Where is all this hate coming from, she thought? In Park Slope,
everybody talks about his or her children. Incessantly. You can’t have
face time with anyone without the conversation veering into stories
about college applications, SAT scores, dirty bedrooms.
Practically every conversation begins, “You won’t believe what my kid did this week…”
Kidtalk is the language of the Slope. What conversation doesn’t include some variation on these themes:
• How’s your kid?
• How does your kid like school?
• How are his teachers?
• What extra-curricular activities is she doing?
• Who are his or her friends?
How would people feel if there was a gag order on all kidtalk? What
if there was a huge flashing sign on every corner: “No Kidtalk Allowed”?
Why, there would be silence from Flatbush Avenue to Green-Wood
Cemetery — and it’s already pretty quiet over at the cemetery. For
instance:
• Park Slope Parents would be blank. Parents would have to go back
to reading “Brown Bear, Brown Bear” and crawling on the floor in
imaginary play rather than itemizing their every child-rearing dilemma.
• Couples wouldn’t have anything to talk about on their date nights at local restaurants.
• Friends would sit in stony silence over coffee at Sweet Melissa.
• Book groups would actually have to discuss “Great Expectations” or
“Bolano’s 2666,” rathwe the latest kid
travails.
• Parents on the sidelines of soccer games would actually have to cheer for the kids rather than chit chat about children.
You get the idea.
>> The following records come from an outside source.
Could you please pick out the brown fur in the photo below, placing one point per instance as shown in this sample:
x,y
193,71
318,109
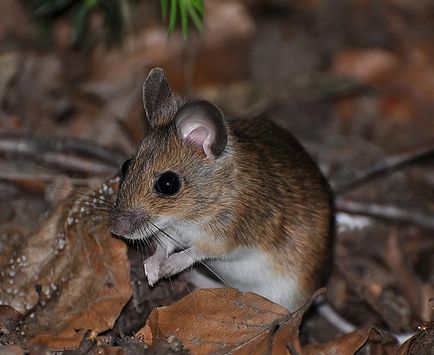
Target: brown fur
x,y
262,191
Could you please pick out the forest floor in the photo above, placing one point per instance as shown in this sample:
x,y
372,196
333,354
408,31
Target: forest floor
x,y
352,80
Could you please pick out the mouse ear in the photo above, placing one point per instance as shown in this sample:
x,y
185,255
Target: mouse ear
x,y
202,124
158,100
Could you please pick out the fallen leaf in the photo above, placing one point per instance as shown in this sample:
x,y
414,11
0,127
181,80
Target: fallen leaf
x,y
68,277
225,320
420,343
352,342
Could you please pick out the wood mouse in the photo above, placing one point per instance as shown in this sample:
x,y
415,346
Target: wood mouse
x,y
241,196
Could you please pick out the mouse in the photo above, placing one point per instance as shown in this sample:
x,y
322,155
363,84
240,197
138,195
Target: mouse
x,y
240,196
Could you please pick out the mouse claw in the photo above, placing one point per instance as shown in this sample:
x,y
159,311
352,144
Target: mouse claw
x,y
151,272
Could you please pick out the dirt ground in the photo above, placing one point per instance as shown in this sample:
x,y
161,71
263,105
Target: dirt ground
x,y
352,80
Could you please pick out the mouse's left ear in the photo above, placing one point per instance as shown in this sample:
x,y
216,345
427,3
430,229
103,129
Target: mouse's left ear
x,y
201,124
158,100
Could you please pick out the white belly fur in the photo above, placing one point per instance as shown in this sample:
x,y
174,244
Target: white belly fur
x,y
250,270
247,269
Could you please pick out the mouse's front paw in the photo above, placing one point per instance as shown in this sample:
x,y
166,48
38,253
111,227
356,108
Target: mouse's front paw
x,y
175,263
152,270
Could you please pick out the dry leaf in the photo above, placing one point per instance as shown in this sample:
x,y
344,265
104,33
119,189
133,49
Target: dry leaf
x,y
225,320
421,343
351,343
69,276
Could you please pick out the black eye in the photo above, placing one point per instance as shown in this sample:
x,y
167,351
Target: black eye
x,y
125,166
168,183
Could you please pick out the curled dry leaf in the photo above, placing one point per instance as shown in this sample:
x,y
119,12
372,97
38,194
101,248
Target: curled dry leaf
x,y
9,319
420,343
225,320
69,276
352,342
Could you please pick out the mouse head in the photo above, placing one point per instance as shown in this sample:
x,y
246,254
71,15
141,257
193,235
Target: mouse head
x,y
179,168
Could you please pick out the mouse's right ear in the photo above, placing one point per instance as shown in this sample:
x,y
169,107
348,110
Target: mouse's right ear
x,y
158,100
201,124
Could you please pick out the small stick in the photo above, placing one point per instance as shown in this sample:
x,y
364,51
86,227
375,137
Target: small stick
x,y
384,167
12,143
386,212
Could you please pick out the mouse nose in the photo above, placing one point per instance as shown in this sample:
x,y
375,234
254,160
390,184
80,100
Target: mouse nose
x,y
125,223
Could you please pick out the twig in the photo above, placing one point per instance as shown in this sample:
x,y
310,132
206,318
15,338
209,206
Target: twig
x,y
384,167
72,154
385,212
29,145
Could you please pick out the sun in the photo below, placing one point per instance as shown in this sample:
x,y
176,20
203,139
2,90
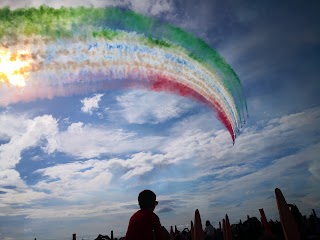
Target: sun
x,y
14,67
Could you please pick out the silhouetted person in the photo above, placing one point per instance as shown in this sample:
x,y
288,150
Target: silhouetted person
x,y
145,224
209,231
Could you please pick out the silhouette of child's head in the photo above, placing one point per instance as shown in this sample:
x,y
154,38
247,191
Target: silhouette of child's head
x,y
147,199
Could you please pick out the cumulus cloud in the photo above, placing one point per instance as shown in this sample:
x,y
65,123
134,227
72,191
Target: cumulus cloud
x,y
91,104
35,130
259,156
146,107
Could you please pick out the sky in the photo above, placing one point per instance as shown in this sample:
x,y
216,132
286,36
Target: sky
x,y
76,164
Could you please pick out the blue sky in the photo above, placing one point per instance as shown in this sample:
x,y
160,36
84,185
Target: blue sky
x,y
76,164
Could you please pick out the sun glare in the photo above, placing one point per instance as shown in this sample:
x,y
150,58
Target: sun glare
x,y
14,67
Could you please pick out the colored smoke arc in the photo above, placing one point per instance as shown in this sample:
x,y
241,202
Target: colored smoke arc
x,y
47,52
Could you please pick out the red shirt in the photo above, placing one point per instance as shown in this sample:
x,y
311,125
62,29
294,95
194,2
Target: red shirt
x,y
142,224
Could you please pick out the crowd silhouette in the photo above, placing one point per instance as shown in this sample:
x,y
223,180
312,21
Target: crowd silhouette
x,y
292,226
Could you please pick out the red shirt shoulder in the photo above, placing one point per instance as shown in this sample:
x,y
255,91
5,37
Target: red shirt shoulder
x,y
143,225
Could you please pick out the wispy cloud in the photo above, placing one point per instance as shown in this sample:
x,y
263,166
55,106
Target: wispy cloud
x,y
144,107
250,167
153,7
91,104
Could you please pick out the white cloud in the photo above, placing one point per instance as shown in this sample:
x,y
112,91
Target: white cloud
x,y
244,171
11,125
148,107
90,104
85,141
36,130
147,7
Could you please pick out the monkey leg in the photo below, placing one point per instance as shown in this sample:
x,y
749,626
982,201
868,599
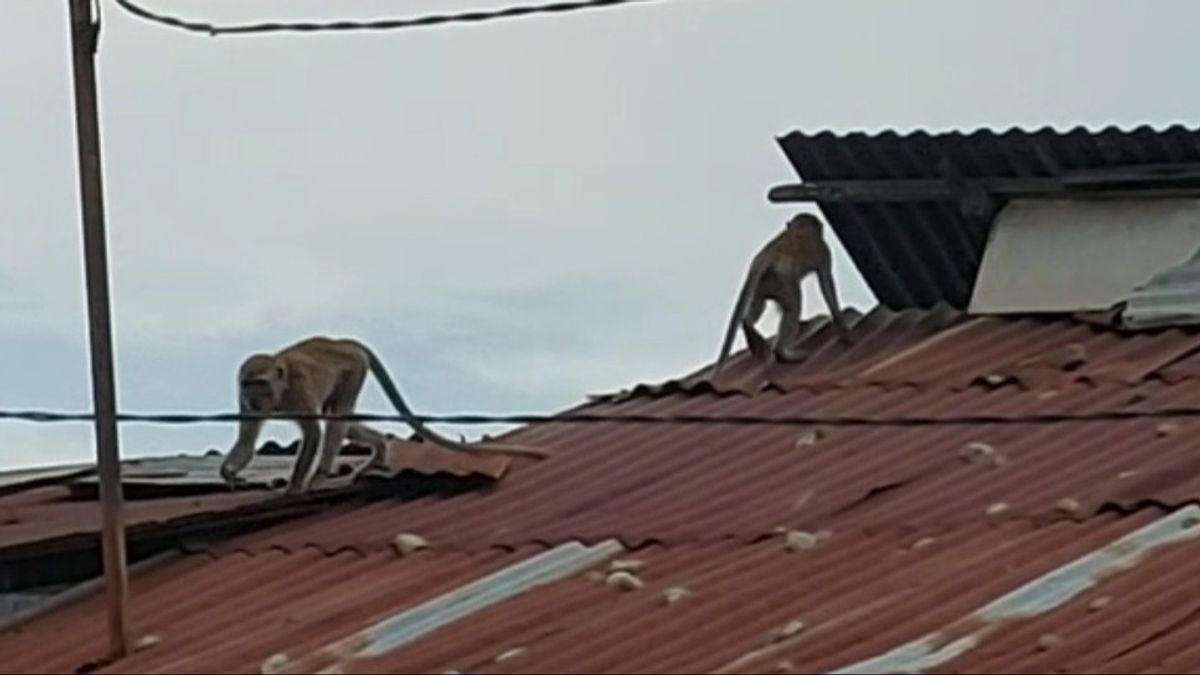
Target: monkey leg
x,y
243,449
376,441
342,402
310,442
755,342
790,302
829,292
You might as well put a muzzle on every parent around if kidtalk is verboten.
OK, OK. Writing a column, a book, or a magazine article about one’s
kid is different from talking about them to friends, acquaintances,
teachers, psychologists, learning specialists, doctors, lawyers or
anyone else you come into contact with.
Even when she’s not writing, Smartmom knows she spills the beans
about her kids to friends and neighbors. And they spill their kid
beans, too. And those conversations are impromptu and probably
instantly forgotten.
When she writes it for her column or her blog, it does lose the
patina of privacy as it makes its way out into the world. But she also
has more time to think about it and craft her sentences. She gets to go
into a little more detail maybe. She even gets to think aloud and share
what she’s learned and what she still needs to know.
It’s not all that different from what goes on at Sweet Melissa, Bar
Reis, the backyard at PS 321, on Park Slope Parents, and blogs like Hip
Slope Mama, A Child Grows in Brooklyn, and Brooklynometry.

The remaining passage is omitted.